小玉醸造は、清酒「大平山」、味噌「ヤマキウ」で広く知られている醸造会社。明治12年(1879)に味噌・醤油の醸造業として創業、大正2年(1913)からは清酒の醸造も開始した。蔵は煉瓦造りで、明治後期に建てられたと思われる。正面の妻面には半円形の窓があり、柱型を外壁に張り出し、壁面と柱、腰壁の煉瓦の色を変えている。屋根と外壁との取り合いも三重に破風を重ね、重厚性を出している。

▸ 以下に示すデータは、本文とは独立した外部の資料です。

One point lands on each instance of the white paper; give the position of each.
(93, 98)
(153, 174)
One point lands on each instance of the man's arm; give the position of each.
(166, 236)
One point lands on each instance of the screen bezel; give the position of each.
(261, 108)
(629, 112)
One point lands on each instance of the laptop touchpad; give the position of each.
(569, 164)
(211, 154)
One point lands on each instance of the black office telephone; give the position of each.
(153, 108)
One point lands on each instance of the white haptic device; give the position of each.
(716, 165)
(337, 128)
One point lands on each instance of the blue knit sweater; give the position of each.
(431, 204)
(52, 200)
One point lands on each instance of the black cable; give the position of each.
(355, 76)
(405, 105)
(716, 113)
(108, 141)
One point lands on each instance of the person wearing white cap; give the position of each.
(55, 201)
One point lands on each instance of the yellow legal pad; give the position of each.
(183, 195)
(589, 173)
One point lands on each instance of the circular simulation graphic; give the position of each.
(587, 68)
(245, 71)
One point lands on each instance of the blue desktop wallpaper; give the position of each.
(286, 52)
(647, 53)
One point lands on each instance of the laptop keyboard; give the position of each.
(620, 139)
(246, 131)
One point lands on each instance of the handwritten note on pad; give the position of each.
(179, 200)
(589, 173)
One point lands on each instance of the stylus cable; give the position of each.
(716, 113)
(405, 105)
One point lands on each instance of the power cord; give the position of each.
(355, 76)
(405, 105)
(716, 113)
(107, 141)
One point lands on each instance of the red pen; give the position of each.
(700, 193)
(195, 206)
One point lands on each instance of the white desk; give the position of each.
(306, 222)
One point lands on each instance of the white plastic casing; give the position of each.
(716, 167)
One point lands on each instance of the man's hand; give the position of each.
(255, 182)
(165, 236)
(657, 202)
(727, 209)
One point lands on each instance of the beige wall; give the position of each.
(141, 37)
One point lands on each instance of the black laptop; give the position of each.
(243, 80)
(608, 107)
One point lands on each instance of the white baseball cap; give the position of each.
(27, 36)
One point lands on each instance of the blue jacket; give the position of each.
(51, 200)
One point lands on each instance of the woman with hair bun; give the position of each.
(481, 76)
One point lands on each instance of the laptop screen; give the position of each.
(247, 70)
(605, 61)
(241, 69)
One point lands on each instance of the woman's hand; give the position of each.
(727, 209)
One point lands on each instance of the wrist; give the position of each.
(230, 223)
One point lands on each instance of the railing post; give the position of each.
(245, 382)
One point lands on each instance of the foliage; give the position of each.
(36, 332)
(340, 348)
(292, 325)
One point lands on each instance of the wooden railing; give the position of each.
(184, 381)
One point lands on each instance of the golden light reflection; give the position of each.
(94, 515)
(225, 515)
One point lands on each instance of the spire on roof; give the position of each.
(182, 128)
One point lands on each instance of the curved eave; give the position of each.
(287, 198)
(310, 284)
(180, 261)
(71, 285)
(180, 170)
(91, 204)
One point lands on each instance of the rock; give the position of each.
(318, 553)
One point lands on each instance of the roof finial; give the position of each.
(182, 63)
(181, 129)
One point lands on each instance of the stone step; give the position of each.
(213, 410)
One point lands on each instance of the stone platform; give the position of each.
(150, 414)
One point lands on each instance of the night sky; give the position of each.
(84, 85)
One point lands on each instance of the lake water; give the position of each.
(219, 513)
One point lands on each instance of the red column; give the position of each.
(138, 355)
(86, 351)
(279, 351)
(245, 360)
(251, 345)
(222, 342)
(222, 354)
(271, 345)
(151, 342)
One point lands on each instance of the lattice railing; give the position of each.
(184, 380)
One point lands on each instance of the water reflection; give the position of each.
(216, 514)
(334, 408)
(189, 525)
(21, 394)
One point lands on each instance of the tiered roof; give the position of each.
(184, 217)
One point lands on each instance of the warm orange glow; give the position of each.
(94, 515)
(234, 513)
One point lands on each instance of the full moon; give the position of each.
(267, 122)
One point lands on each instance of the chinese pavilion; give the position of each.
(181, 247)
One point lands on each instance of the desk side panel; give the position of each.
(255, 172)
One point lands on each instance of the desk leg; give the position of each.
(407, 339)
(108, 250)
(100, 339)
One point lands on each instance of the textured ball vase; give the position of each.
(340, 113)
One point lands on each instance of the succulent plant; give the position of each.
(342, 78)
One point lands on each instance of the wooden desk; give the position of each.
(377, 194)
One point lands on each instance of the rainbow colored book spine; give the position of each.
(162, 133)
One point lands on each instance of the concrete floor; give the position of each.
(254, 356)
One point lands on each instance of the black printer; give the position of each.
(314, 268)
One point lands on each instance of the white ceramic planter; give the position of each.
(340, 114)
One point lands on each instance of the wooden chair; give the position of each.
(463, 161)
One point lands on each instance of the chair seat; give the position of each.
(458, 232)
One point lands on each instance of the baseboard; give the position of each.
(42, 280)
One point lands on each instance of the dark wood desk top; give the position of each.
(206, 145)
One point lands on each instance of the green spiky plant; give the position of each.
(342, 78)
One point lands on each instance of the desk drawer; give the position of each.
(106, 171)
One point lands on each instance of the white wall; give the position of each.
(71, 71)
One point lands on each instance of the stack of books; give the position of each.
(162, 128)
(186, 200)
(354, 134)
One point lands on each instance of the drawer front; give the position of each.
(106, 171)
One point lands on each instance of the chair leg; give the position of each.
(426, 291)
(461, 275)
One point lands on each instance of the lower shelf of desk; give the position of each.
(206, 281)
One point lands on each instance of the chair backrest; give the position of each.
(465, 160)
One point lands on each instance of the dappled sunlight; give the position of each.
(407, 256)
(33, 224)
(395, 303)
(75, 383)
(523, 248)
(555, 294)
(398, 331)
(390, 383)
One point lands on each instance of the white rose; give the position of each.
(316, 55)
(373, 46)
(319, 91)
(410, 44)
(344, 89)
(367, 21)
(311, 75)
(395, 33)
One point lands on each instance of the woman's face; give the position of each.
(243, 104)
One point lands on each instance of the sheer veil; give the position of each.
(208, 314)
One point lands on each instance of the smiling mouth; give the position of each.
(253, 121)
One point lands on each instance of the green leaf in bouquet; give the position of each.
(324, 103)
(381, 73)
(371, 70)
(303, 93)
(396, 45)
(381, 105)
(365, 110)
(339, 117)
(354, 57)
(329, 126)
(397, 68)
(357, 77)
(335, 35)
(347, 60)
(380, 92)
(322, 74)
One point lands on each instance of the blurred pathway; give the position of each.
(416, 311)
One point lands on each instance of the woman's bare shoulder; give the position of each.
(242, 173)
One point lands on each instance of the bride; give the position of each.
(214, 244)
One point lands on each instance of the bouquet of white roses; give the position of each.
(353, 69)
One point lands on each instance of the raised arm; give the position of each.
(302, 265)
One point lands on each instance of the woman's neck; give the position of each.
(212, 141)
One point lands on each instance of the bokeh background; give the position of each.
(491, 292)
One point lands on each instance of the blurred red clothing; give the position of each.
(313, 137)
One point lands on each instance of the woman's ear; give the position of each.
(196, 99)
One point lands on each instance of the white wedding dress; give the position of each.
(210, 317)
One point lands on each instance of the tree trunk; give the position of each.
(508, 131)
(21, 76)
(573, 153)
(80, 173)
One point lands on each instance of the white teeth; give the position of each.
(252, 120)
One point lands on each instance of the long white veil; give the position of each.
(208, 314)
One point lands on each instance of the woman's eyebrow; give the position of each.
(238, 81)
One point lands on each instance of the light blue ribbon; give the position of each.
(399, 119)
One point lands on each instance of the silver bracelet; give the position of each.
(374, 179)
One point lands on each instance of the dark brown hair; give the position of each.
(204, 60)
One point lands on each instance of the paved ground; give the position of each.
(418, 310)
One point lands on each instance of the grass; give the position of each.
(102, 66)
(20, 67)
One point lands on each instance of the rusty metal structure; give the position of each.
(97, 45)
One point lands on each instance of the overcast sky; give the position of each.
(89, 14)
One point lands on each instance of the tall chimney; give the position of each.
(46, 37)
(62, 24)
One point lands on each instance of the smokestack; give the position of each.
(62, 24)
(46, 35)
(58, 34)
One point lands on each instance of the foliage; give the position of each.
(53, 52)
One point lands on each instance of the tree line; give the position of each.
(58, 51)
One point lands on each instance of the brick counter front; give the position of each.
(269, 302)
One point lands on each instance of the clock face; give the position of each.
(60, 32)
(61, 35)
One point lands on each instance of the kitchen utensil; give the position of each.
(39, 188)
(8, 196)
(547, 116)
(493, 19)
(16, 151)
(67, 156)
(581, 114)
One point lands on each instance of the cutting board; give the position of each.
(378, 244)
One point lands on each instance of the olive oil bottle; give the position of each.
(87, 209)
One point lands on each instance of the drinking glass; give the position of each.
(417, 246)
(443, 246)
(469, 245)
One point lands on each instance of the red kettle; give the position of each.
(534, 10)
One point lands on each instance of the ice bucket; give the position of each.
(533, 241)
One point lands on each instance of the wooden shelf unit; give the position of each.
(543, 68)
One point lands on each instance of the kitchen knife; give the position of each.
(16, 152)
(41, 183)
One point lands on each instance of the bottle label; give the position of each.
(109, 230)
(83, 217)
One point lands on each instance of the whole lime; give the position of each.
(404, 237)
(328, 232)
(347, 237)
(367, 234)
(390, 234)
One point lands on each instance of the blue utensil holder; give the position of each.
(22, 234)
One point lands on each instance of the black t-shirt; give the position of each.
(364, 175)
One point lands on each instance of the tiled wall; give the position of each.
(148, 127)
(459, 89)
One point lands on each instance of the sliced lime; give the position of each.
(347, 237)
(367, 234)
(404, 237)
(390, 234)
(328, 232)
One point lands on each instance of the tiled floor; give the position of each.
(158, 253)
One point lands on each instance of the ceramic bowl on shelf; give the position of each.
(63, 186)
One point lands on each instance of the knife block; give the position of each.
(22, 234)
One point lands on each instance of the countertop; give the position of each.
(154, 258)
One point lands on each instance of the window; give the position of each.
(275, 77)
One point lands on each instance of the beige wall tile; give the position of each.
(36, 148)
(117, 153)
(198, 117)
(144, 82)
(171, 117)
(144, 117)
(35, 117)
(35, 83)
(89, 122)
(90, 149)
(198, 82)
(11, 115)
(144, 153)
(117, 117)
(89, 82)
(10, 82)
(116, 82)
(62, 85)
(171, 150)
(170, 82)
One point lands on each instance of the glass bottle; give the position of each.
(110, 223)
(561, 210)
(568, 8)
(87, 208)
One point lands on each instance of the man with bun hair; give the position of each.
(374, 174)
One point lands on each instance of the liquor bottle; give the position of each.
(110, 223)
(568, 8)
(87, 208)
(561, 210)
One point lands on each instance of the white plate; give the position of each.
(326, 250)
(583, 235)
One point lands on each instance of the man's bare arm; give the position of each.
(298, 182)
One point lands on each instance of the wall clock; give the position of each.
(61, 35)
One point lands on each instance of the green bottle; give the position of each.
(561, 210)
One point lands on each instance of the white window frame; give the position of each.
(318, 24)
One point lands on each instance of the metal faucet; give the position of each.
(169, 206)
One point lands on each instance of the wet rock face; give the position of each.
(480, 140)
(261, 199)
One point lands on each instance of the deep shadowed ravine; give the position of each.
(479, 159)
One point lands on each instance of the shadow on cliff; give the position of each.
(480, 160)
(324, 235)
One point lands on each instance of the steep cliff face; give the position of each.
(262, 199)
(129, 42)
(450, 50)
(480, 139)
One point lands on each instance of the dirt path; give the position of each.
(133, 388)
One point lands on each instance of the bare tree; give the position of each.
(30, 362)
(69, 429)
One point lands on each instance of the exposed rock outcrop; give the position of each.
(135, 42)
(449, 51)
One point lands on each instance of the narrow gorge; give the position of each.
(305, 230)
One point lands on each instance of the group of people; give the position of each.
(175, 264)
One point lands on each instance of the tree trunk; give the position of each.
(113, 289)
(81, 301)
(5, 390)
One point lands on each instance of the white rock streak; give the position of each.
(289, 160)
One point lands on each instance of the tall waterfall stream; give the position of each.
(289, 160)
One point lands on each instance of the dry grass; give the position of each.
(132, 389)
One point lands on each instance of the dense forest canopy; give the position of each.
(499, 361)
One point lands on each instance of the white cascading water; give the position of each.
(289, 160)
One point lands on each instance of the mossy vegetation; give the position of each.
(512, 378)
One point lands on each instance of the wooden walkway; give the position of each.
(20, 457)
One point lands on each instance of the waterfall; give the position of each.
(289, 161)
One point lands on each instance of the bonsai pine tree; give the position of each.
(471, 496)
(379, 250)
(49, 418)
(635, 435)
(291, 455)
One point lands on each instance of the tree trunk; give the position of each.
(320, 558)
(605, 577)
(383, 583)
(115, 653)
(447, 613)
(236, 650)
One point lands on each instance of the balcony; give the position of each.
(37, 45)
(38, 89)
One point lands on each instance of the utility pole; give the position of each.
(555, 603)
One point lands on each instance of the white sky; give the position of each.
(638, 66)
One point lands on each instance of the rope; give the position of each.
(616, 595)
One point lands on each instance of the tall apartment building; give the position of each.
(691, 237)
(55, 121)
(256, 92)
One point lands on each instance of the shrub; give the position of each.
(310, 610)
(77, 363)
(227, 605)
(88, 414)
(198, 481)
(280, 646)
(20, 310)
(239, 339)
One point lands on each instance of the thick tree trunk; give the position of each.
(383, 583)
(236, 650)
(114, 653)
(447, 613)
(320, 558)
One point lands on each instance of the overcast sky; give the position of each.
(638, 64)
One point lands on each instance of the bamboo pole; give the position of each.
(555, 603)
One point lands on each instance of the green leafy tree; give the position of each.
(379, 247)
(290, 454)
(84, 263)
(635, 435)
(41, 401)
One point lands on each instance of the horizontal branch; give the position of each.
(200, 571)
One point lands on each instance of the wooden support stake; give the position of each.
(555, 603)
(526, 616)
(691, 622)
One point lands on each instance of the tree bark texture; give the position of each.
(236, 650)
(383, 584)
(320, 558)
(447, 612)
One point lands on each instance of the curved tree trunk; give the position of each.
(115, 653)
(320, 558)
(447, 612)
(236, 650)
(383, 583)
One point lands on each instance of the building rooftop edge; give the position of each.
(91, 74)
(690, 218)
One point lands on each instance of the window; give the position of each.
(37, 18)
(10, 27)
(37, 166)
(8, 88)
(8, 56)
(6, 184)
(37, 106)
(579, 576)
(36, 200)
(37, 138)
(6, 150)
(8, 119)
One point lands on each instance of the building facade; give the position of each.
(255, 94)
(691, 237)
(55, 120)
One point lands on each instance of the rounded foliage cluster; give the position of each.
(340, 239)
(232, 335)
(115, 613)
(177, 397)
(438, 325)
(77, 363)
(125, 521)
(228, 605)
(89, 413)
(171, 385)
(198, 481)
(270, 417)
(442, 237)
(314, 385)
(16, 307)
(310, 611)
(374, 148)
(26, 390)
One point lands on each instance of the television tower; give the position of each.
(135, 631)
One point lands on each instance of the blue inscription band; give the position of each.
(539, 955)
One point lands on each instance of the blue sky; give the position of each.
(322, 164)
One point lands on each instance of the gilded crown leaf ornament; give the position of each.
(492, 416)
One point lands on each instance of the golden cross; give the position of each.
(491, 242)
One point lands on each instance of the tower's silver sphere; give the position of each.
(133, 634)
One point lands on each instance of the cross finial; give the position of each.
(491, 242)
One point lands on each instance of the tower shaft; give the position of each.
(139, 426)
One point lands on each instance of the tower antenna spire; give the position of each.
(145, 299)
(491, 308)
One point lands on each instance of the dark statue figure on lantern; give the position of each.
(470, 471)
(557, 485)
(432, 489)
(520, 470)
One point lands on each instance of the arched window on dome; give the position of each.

創業者は小玉久米之助で、久米之助は行商からスタートした苦労人だったが、先見性と経営センスに長けた人物だったという。後年は「地域の発展なくして会社の発展はない」と考え、家業のかたわら駅や金融機関の誘致、耕地整理を手がけ、町の振興に力を尽くしたという。

明治40年(1907)には事業形態を会社組織に改組。翌41年には秋田支店を設置するなど、秋田を代表する醤油・味噌醸造元として不動の地位を確立するに至った。大正2年(1913)からは酒造業にも着手、地域で最も親しまれている名峰に由来する「太平山」ブランドの酒を世に送り出した。発売と共に各界の著名人をはじめ多くのファンに愛され、昭和9年(1934)には、全国酒類品評会において出品総数約5000点中第1位を獲得するなど、秋田を代表する銘酒として全国にその名が知られるようになった。